Another two natives C and D approach you but only C
speaks.
C says: Both of us are knaves.
What are C and D?
My solution is as follows:
assume C is telling the truth (C means truth ~C means lie)
$$C$$
$$C \implies \neg C \wedge \neg D$$
$$\neg C \wedge \neg D$$
$$\therefore \neg C$$
Now I must assume $\neg C$ is true by elimination of cases for C.
$$\neg C \implies C \vee D$$
Which means C is lying, and so one of them is a knight.
$$\neg C$$
$$\therefore D$$
Therefore D is a knight and C is a knave.
The first part still looks strange to me, should it be written in this way? Would this argument hold up in a real mathematical proof? Is there something I should do better or not do at all?
Best Answer
Let $C$ represent the statement “native $C$ is a knight”, and similarly $D$. The conditions of the problem are (as usual) that knights always tell the truth, that knaves always lie, that everyone is either a knight or a knave. We can render the utterance “we are both knaves” in this context as “$\lnot C \land \lnot D$”.

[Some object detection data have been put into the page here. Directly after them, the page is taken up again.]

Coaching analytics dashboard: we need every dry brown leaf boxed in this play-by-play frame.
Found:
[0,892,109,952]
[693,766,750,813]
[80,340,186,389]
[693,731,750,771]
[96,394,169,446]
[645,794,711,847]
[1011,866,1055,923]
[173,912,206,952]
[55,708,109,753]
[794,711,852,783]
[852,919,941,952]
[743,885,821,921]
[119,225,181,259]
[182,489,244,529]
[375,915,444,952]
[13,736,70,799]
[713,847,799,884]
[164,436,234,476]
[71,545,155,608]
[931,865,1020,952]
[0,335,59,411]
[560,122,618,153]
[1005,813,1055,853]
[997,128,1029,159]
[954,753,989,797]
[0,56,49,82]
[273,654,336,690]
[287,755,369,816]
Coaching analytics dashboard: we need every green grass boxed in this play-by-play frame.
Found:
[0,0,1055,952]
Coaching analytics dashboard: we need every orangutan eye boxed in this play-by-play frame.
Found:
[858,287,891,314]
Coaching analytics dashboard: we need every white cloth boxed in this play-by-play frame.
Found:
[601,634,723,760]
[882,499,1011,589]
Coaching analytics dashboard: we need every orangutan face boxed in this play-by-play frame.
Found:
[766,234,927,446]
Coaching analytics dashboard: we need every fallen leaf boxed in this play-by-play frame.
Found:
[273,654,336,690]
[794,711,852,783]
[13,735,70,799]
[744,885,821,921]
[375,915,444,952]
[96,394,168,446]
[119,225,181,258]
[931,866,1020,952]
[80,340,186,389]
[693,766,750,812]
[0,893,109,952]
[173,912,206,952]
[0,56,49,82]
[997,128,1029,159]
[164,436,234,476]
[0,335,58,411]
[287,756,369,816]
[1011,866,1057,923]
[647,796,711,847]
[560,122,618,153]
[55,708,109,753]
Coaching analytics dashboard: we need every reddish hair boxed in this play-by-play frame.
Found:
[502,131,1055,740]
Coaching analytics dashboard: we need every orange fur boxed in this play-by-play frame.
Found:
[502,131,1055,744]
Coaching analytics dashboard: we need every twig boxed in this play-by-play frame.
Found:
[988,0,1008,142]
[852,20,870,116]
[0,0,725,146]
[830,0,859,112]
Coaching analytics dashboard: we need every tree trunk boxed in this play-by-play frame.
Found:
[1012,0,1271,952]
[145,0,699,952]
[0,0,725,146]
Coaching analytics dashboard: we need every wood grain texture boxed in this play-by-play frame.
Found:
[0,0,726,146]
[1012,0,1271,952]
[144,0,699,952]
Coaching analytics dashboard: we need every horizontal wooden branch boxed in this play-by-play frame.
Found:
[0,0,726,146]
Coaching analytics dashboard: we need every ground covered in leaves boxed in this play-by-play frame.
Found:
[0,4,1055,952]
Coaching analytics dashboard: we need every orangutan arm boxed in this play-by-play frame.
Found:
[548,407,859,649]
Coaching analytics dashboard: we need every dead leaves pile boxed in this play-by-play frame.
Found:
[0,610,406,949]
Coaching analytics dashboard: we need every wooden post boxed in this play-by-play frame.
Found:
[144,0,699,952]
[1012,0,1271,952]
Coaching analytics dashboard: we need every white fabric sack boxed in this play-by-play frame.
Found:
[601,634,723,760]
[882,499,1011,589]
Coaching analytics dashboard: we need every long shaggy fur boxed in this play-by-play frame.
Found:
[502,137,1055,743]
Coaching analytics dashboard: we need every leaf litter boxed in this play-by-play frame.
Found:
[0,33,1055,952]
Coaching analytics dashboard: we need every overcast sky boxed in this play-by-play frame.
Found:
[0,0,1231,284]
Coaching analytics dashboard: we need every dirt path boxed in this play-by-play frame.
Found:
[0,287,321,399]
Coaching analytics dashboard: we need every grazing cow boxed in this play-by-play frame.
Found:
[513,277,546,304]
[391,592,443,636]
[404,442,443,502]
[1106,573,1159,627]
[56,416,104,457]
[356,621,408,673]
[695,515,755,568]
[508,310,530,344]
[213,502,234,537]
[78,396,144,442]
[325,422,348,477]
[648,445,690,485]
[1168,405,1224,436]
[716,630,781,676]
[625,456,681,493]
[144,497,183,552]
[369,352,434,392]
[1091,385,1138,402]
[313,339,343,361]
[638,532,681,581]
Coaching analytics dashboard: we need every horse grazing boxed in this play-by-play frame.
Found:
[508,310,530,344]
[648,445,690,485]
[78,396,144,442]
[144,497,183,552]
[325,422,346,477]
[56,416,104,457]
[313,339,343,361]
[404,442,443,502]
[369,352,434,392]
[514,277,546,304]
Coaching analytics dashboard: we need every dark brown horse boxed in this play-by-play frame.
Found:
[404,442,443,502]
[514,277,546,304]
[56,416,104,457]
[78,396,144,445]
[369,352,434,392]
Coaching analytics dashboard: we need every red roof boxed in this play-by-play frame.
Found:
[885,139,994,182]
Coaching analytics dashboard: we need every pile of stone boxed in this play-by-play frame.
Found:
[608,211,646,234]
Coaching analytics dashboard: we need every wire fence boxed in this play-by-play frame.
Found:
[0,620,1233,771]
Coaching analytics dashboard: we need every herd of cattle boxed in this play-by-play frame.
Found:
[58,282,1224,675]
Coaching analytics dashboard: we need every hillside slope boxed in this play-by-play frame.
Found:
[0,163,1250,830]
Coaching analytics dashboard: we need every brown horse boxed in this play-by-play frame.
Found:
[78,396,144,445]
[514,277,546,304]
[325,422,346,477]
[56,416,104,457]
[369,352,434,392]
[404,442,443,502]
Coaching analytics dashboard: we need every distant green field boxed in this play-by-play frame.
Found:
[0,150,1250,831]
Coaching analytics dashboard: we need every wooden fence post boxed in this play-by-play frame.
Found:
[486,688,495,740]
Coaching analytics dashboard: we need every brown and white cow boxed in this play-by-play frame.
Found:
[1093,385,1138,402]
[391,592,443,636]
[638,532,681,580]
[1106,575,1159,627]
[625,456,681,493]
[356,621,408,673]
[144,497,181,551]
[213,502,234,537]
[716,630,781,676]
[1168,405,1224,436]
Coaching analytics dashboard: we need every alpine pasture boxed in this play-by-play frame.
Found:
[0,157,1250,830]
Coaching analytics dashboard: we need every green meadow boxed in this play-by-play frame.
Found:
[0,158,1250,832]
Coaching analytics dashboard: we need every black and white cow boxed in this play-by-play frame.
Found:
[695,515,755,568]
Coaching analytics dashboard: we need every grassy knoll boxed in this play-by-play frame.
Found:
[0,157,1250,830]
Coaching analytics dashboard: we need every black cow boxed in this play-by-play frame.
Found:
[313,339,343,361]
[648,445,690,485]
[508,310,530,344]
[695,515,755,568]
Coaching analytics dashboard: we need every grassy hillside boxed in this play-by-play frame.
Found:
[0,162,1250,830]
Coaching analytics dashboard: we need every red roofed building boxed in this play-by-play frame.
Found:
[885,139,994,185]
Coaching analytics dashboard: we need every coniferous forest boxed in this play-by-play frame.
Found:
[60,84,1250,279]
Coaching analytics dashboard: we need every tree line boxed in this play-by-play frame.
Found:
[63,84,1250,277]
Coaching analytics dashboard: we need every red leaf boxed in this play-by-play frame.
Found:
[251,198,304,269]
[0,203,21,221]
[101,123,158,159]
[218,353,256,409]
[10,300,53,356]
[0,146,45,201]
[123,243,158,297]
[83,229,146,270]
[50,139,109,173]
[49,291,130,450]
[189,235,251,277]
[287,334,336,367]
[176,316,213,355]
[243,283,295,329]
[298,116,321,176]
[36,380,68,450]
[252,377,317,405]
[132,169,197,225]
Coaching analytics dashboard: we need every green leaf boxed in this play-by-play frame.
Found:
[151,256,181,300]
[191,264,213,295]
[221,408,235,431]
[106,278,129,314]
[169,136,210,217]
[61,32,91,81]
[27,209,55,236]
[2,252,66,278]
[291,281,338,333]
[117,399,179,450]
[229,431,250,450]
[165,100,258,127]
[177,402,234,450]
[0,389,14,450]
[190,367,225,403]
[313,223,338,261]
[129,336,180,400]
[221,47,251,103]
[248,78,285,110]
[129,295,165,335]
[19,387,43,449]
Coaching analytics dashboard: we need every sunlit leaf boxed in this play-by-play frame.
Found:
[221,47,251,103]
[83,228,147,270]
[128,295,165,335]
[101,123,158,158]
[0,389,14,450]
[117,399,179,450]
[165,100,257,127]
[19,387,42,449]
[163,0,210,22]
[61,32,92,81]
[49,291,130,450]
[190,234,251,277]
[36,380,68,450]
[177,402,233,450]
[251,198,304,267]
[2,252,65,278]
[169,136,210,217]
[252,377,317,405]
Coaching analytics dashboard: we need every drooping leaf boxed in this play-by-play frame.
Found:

Since the problem tells us that $C$ actually said that, we know that $$C\iff \lnot C \land \lnot D.$$
From this we can derive the material that you used:
$$\begin{align}C&\implies \lnot C\land \lnot D\\ \lnot C& \implies C\lor D\end{align}$$
I have no fault with your reasoning, which is mathematically valid. We know that either $C$ or $\lnot C$ is true, and since both assumptions lead to the same conclusion $\lnot C$, that proves $\lnot C$. This technique (of showing that both $X$ and $\lnot X$ imply the same conclusion) is frequently used in mathematics.